First it would make it extremely easy to scam account buyers who do not think to ask for a signed message and would make any buyer vulnerable to having their account taken back in the event they lose such signed message. It overwhelmingly appears that the OP is almost certainly trying to scam the person that he sold his account to. The OP proved his account ownership by signing a message contained in an other person's post (but not his own) so anyone buying his account would likely not be able to easily find such address to request such signed message.
You're chalking up account buyers as morons that don't know what they're doing. If someone's buying a BCT account, they're likely not a newbie to the community. Even if they did not think to ask for such proof, that can easily be solved with a public service announcement. If the buyer still chooses to go forward with the account purchase without some kind of signed message as a receipt, then it is their risk to take.
I would say many buyers are new to the community/to bitcoin and want to buy their way into features of higher level accounts. This is why you will often see senior and hero accounts asking newbie questions.

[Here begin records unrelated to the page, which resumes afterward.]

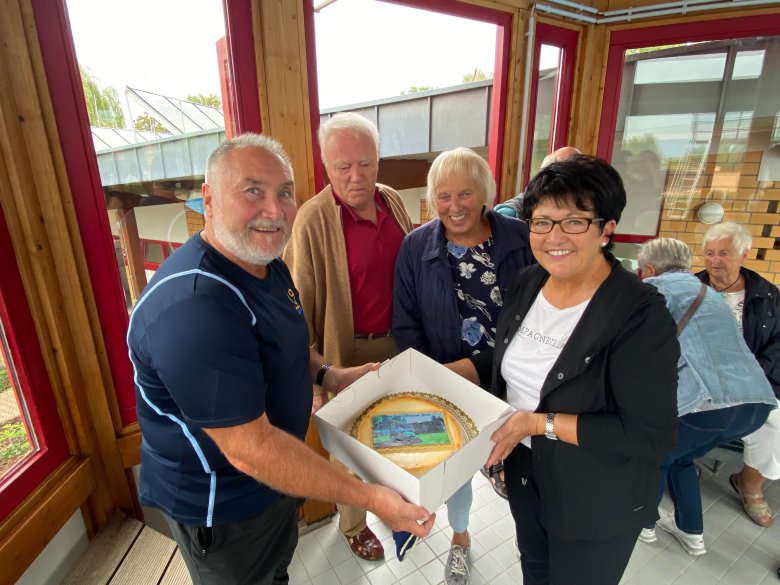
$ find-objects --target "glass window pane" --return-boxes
[144,242,165,265]
[773,111,780,141]
[634,52,726,84]
[66,0,229,312]
[314,0,497,224]
[529,45,561,177]
[611,35,780,246]
[732,50,764,80]
[0,328,35,481]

Just because you don't have the receipt for something does not mean that what you have in your possession is stolen.
All that it means is that you do not have documentation of the transaction.
You need to remember that the person who is in control of the account at one point somehow controlled the password so the burden should be on the person claiming ownership not on the person who controls the account presently.

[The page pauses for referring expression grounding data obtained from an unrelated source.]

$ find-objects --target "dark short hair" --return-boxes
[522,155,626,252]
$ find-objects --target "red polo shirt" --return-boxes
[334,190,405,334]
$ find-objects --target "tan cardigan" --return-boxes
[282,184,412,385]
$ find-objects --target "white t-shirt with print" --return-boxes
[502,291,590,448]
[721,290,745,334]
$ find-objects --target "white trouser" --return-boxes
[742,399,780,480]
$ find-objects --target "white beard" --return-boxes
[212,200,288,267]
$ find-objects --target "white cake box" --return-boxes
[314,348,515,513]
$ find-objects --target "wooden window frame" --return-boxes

And what kind of proof would the OP have to present to satisfy that burden? What would it look like? What form would it take?
I am not sure. Most likely nothing. It has been said before that the majority of the time, the reason an account is hacked is because the owner was being careless (this is not something you addressed) so I don't see any reason why carelessness should be rewarded. Any criteria that is set in stone would be exploitable by potential scammers.

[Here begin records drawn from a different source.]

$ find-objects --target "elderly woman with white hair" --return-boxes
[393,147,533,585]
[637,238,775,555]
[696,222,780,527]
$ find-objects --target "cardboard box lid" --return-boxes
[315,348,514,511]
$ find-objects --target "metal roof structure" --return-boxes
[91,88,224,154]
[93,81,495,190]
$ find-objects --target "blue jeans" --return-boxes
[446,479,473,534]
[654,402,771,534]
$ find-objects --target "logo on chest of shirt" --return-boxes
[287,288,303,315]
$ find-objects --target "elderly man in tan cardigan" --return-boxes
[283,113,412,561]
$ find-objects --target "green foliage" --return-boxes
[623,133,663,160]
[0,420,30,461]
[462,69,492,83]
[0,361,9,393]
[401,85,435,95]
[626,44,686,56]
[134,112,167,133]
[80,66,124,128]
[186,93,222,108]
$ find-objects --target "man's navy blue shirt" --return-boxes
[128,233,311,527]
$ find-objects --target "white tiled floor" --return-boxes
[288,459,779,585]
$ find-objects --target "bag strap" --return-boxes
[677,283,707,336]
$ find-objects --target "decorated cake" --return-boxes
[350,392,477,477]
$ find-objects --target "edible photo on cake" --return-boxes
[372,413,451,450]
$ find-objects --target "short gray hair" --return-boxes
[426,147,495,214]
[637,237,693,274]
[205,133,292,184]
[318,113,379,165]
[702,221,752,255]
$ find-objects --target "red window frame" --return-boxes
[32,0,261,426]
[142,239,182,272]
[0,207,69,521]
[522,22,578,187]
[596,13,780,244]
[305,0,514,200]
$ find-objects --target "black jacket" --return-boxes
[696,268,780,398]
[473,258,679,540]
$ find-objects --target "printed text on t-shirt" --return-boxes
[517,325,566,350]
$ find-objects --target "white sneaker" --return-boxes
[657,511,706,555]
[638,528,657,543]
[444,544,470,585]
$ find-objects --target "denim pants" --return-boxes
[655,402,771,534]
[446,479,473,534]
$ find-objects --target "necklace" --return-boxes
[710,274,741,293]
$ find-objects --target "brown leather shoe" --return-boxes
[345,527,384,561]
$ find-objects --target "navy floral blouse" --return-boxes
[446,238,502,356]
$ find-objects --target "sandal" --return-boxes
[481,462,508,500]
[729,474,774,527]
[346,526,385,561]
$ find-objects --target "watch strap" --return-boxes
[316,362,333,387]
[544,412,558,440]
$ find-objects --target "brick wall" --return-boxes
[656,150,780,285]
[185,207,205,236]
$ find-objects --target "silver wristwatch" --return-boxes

IMO the only time it would be appropriate to reset a password is in the case of
forgotten passwords when the account in question has not been logged into recently and it is apparent that
no one has control of the account.
... if the administrators were to be as liberal with account recoveries as you are suggesting then theymos would be overwhelmed with requests for account recoveries and this would take his time away for more important work.
Of course, that is just your hypothesis. My guess is that with a more clearly well-defined recovery procedure it would allow theymos to restore more accounts back to their legitimate owners. Of course there's no way to know for sure without trying. And why favor account buyers at all? Theymos himself said he doesn't condone the activity anyway so worrying about account buyers getting scammed is a moot point.
The forum does not look highly upon scammers, they only do not moderate scams. There have been a few examples where the mods have outed the alts of scammers after it has been proven they have scammed. The current policy favors the person who is in control of the account. The fact they are in control of the account means that they somehow gained access to the password at one point. If the forum were to be as liberal about giving access back to old owners then it would be enabling scams.
Couple this with email confirmation on changes to vital account detail, like you read from my other post, that will cull out the majority of the account request to start with.
Email confirmation will not work as the forum does not require email confirmation therefore it is not certain that the email the forum has is a real email address and if it is not it would be impossible to change your password in the event it is compromised and people would be able to scam in your name if your password is compromised.